# When Outsourcing your designs is there a worry that your designs can be used/sold elswhere?



## nikko (Nov 14, 2011)

I had a question if anyone can answer this. I have searched and noticed that if people want to steal your designs it can and will happen. It's inevitable and nothing really you can do about it other than copyright the design or log or company name etc. etc. 

However when sending your designs for outsourcing such as getting Plastisol transfers do those companies keep your designs on file for their own personal usage/and possible sell?


----------



## tcrowder (Apr 27, 2006)

No they do not. They are in the business of providing a service, not making and selling t-shirts. As you said, if a person wants to copy your design, they will. Don't worry about it and get on with selling shirts.


----------



## wormil (Jan 7, 2008)

Yeah, the plastisol transfer makers are the least of your worries as far as stealing designs.


----------



## Naptime (May 19, 2011)

as mentioned above, they sell transfers not t shirts.

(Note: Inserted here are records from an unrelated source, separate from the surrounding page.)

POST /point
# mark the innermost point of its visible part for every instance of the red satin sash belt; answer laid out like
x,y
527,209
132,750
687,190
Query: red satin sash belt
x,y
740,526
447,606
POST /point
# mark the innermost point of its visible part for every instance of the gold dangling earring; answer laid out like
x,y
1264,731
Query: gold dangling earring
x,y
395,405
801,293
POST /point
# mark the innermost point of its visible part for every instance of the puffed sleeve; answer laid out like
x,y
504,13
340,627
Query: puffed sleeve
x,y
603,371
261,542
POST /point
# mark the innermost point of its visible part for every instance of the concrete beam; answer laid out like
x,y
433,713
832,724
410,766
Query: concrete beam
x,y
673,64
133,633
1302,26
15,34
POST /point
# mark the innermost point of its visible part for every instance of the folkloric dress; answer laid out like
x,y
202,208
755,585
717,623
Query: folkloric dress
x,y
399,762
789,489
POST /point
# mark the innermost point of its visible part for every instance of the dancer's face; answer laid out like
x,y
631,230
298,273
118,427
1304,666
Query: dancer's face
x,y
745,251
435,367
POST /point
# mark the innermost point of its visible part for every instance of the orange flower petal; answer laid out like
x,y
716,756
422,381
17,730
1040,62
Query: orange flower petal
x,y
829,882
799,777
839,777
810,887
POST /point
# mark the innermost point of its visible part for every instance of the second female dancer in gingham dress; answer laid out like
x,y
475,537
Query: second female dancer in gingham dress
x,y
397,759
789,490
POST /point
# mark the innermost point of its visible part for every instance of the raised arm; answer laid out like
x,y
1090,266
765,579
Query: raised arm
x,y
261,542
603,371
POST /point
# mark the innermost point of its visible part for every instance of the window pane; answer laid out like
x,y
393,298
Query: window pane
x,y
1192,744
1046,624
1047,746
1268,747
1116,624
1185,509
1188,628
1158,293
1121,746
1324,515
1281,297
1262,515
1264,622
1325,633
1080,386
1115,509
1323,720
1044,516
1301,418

but more importantly... look at it this way..

they want your business. and mine..

if word got out that they were stealing designs and reselling them...

the would quickly lose their business.


the same can be said for a screen printer...


if a customer comes to me, and wants me to print shirts. that they will then sell for a fundraiser....

what is to stop me from printing extra shirts for myself to go out and sell for the fundraiser, only pocketing the cash for myself...

nothing...

except honesty..


i wouldn't be in business long.


or, if i contract print for a startup clothing company..

i could easily print extra myself and sell them. or sell them to other t shirt sellers, and pocket the cash for myself...

nothing to stop me..

except honesty..

i wouldnt be in business long, once word got out..


yes, it's illegal. and i could get in trouble for it..

however, so is murder, rape, bank robbery, etc...


if someone doesnt care, and WANTS to steal from you.. they will..


but when you are dealing with people that have something to lose.. then the rules change..


----------